As well as genetic diseases, cerebral organoids pave the way for numerous advances in the fight against psychiatric diseases (autism, depression, etc.) or neurological disorders (Alzheimer’s, Parkinson’s, etc.). Furthermore, these brain replicates recently helped decipher the mode of action of the Zika virus, which can cause brain growth deficiency, or microcephaly, in foetuses contaminated during the first trimester of pregnancy. And they have also made it possible to test antiviral drugs on infected cerebroids. This approach has been adopted by Bertrand Pain, who in collaboration with virology laboratories, works in particular on encephalopathy (inflammation of the brain) caused by different viruses such as measles.

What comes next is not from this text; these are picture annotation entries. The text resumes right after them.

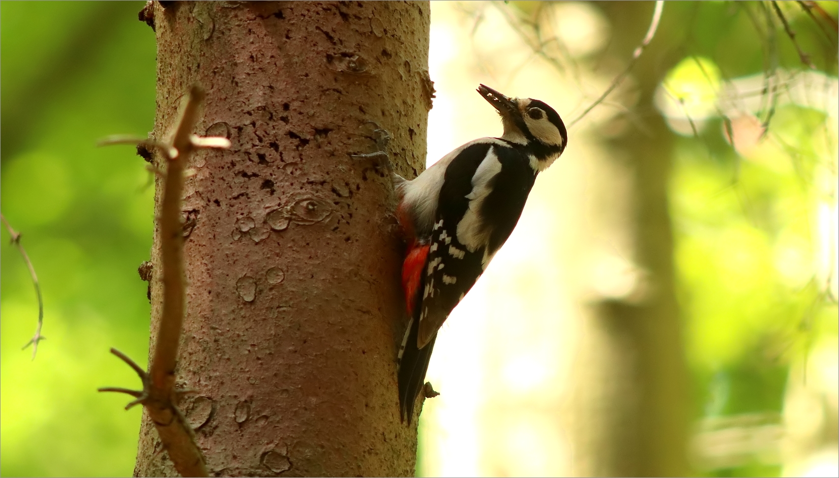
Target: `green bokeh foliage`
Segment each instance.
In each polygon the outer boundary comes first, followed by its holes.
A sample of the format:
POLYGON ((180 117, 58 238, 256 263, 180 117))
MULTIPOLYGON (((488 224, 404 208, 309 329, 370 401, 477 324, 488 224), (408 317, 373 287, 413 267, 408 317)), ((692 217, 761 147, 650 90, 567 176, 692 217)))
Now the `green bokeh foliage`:
POLYGON ((128 475, 140 409, 96 387, 137 387, 108 353, 146 362, 153 188, 133 148, 154 117, 154 35, 142 2, 3 2, 2 205, 44 301, 36 360, 21 346, 38 315, 18 251, 2 239, 0 473, 128 475))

Olivier Goureau and his team at the Institut de la Vision4 are developing retinal organoids. Their study focuses on retinal dystrophies, neurodegenerative diseases – some of them genetic – that are characterised by a gradual loss of photoreceptors (nerve cells specialised in the reception of light) from the retina and are the leading cause of blindness in industrialised countries (elsewhere, it is more often linked to vitamin A deficiency during childhood). Thanks to their organoids made using iPS cells from patients, the biologists have been able to observe the death of photoreceptors in vitro as it occurs in patients, and to study the mechanisms at play. The scientists are now developing several therapeutic approaches that they are testing on their mini-organs, the initial strategy being to identify molecules that can prevent the death of these cells.
Repairing the retina
Another even more promising avenue is gene therapy. The aim is to either produce a healthy gene via DNA viruses in the cells, or to directly correct DNA mutations, in particular using CRISPR-Cas9, or genetic “scissors”. “We have shown that in our ‘repaired’ organoids, the photoreceptors no longer die. This is an essential proof of concept if we are to develop a treatment for patients one day,” the scientist enthuses.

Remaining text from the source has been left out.